In Iran, a wind of revolt is still blowing. According to Farhad Khosrokhavar, Sociologist and Studies Director at the School of Higher Studies in Social Sciences in Paris (EHESS), the public's anger is still visible but it has changed form.

"It manifests itself in a more sporadic and individual way," he said.

"It is no longer accompanied by demonstrations in the street".

Faced with the Iranian regime's brutal repression, the resistance was forced to adapt.

"Street protests have gradually stifled. But the feminist dimension of the movement continues. Women refuse to wear the veil in the street", continued the Franco-Iranian researcher who maintains Tehran is having difficulty quashing the resistance.

Today, the revolution in Iranian society is entering a new phase. President Ebrahim Raisi's regime has resorted to another form of repression: the closure of banks and stores that receive non-veiled women and the installation of surveillance cameras.

"But all these measures have proved ineffective," Mahmood Amiry-Moghaddam, the director of the NGO Iran Human Rights, told Euronews. The crackdown has failed to "restore the situation to what it was before the death of the young Kurdish woman (Mahsa Amini)" he added.
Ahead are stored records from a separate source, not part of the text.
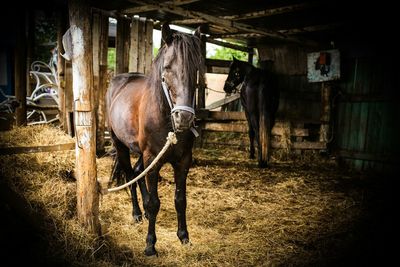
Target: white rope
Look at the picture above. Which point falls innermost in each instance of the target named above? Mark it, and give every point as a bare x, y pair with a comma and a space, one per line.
171, 139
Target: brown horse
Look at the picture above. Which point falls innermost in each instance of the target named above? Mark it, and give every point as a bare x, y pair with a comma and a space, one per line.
142, 110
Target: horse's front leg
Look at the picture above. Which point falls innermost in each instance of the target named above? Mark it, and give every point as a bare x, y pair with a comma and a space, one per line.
181, 170
137, 170
152, 206
251, 135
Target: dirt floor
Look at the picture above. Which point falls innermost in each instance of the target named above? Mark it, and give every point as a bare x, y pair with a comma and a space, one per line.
297, 212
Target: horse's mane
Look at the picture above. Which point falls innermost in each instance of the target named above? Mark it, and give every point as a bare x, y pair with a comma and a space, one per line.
185, 46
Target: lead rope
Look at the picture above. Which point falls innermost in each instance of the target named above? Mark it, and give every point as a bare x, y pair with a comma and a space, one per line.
171, 139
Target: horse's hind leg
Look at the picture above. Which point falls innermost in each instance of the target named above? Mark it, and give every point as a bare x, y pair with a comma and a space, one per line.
137, 170
181, 170
125, 163
251, 135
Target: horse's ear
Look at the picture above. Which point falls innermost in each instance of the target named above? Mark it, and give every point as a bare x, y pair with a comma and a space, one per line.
166, 33
197, 32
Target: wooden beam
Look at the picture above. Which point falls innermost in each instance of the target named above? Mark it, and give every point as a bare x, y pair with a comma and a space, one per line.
228, 24
141, 44
301, 145
148, 46
228, 45
227, 115
226, 127
272, 11
41, 107
201, 93
147, 8
236, 35
314, 28
242, 127
122, 45
218, 63
134, 45
36, 149
385, 158
61, 29
255, 14
82, 68
224, 101
20, 69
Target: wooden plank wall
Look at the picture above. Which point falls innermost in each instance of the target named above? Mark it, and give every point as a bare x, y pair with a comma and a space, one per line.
141, 45
367, 124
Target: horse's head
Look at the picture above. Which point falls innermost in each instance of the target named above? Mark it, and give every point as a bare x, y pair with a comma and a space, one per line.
181, 61
235, 76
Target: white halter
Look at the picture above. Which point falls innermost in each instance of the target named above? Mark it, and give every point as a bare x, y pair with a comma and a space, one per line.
179, 107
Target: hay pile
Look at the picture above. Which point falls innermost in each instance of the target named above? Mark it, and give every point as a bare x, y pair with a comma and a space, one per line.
291, 214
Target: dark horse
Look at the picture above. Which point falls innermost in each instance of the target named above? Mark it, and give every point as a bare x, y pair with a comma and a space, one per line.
142, 110
259, 96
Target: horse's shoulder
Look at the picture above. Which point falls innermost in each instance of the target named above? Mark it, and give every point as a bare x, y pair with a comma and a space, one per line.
124, 78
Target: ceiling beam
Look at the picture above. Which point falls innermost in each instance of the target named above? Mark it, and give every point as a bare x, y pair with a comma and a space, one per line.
256, 14
272, 11
236, 35
229, 24
314, 28
147, 8
229, 45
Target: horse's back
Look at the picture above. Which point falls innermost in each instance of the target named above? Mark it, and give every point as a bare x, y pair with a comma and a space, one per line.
123, 103
119, 82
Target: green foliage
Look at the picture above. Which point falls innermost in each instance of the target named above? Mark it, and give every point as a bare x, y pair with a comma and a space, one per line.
111, 58
227, 54
155, 51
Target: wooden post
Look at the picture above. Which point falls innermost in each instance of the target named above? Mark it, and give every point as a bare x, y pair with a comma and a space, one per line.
61, 28
134, 45
102, 83
142, 44
122, 45
250, 56
30, 48
148, 47
69, 99
325, 112
201, 94
82, 57
20, 69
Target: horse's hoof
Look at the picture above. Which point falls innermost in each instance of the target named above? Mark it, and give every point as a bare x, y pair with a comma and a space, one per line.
138, 218
186, 242
262, 165
150, 251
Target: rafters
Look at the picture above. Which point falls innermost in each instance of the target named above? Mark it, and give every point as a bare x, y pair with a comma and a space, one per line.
230, 25
147, 8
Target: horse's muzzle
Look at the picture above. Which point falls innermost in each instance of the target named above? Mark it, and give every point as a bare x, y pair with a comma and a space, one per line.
183, 120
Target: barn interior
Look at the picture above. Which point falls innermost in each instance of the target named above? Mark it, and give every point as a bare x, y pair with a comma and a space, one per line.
330, 195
A secondary international issue

The crisis has taken the international community by storm: "In recent months, the leaders of EU countries, but also the United States, have sanctioned those responsible for human rights violations committed in Iran. These are commanders of the Islamic Revolutionary Guard, police commanders, regional officers," explained Cornelius Adebahr, an Iran specialist at Carnegie Europe.

"Their assets in the European Union are frozen and they are forbidden from entering the European Union."

But for some, the measures adopted by the international community remain insufficient. "These sanctions are very very timid, the main reason perhaps is that for the moment there is still no alternative accepted by the majority of protesters", Azadeh Kian, a Franco-Iranian sociologist from the University of Paris, said.

Is regime change possible?

"You can't expect the regime to be overthrown overnight," Kian continues, an Iran expert and the author of Women and Power in Islam.

"Many political opposition groups have formed. They need time to try to hear each other's positions and perhaps move towards a coalition to eventually overthrow the regime," she continued.

Iranian youths around the world have also taken a stand: "Millions of people have mobilised in Canada, the United States, and Europe," Khosrokhavar explained. The formation of opposition in the Iranian diaspora is a driving force for eventual regime change.

"It gives them legitimacy, that could convince parents and grandparents to join the movement," he continued.

If the revolution did not topple the regime, its political impact could be major in the longer term. "This movement has laid the groundwork for future participation by most of Iranian civil society" he concluded.

"This is not over," researcher Cornelius Adebahr said. And other uprisings could happen "as soon as an opportunity arises", assured Mahmood Amiry-Moghaddam, director of the NGO Iran Human Rights. "The countdown began the day they killed Mahsa.

According to Amiry-Moghaddam, "it is only a matter of time" before a new revolution takes hold.